In a speech at the Commonwealth Heads of Government Meeting in 2018, Theresa May said: ‘I am all too aware that these laws were often put in place by my own country. They were wrong then, and they are wrong now. As the UK’s prime minister, I deeply regret both the fact that such laws were introduced, and the legacy of discrimination, violence and even death that persists today.’ She added, ‘The UK stands ready to support any Commonwealth member wanting to reform outdated legislation that makes such discrimination possible.’

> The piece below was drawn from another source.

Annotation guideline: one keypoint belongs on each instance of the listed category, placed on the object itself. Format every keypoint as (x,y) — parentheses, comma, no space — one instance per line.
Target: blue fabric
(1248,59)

The Foreign and Commonwealth Office honoured their word and did indeed put forward £5.6 million in funding for a two-year programme to support countries wanting to reform these discriminatory laws. As part of this programme, the Human Dignity Trust provided technical legal and communications assistance to the governments of Belize, St Vincent and the Grenadines, and Mauritius. Unfortunately, while there is still an urgent need for this work to continue, renewed funding has been put on hold due to the Covid-19 crisis. The UK government and charities like the Trust must continue to play their part in this vital decolonisation work, as must all members of society.

Change is coming

I’d like to note that even if legal journeys are long and take their time, the global trend is moving in the right direction as the number of criminalising countries continues to fall. Last year, the Court of Appeal denied the Belize Government’s final appeal of a 2016 ruling decriminalising adult consensual same-sex relations in the country. Speaking of the 2016 judgment, Simone Hill, a leading LGBTQ+ activist in Belize, said: ‘It was such a victory. It was like a burden, a stone, a stack of stone lifted off you.’

When discriminatory laws are removed, LGBTQ+ people cease being criminals in their own countries overnight. The Human Dignity Trust will continue to work with activists, lawyers, governments, and other organisations around the world to eradicate these laws that persecute people on the basis of their sexual orientation and/or gender identity.

We are at a pivotal moment where there are real prospects for much-needed reform and repeal of discriminatory laws in relatively short timeframes in countries such as Kenya, St Vincent and the Grenadines, and Mauritius. As Martin Luther King said, ‘Let us realise the arc of the moral universe is long, but it bends toward justice.’

Charlotte Minvielle is Head of Development at the Human Dignity Trust, a charity that uses the law to defend the human rights of LGBT people. She oversees the Trust’s fundraising efforts by managing the support of our current donors as well as developing and implementing our fundraising strategy to acquire new donors from trusts and foundations, companies, and private donors in particular to fund our vital work.

Charlotte has over ten years of experience working in fundraising for organisations in the international development sector including War Child, Save the Children, Plan International, Mercy Corps and WaterAid. Charlotte is also a Trustee at Pan Intercultural Arts, a charity using arts for social change.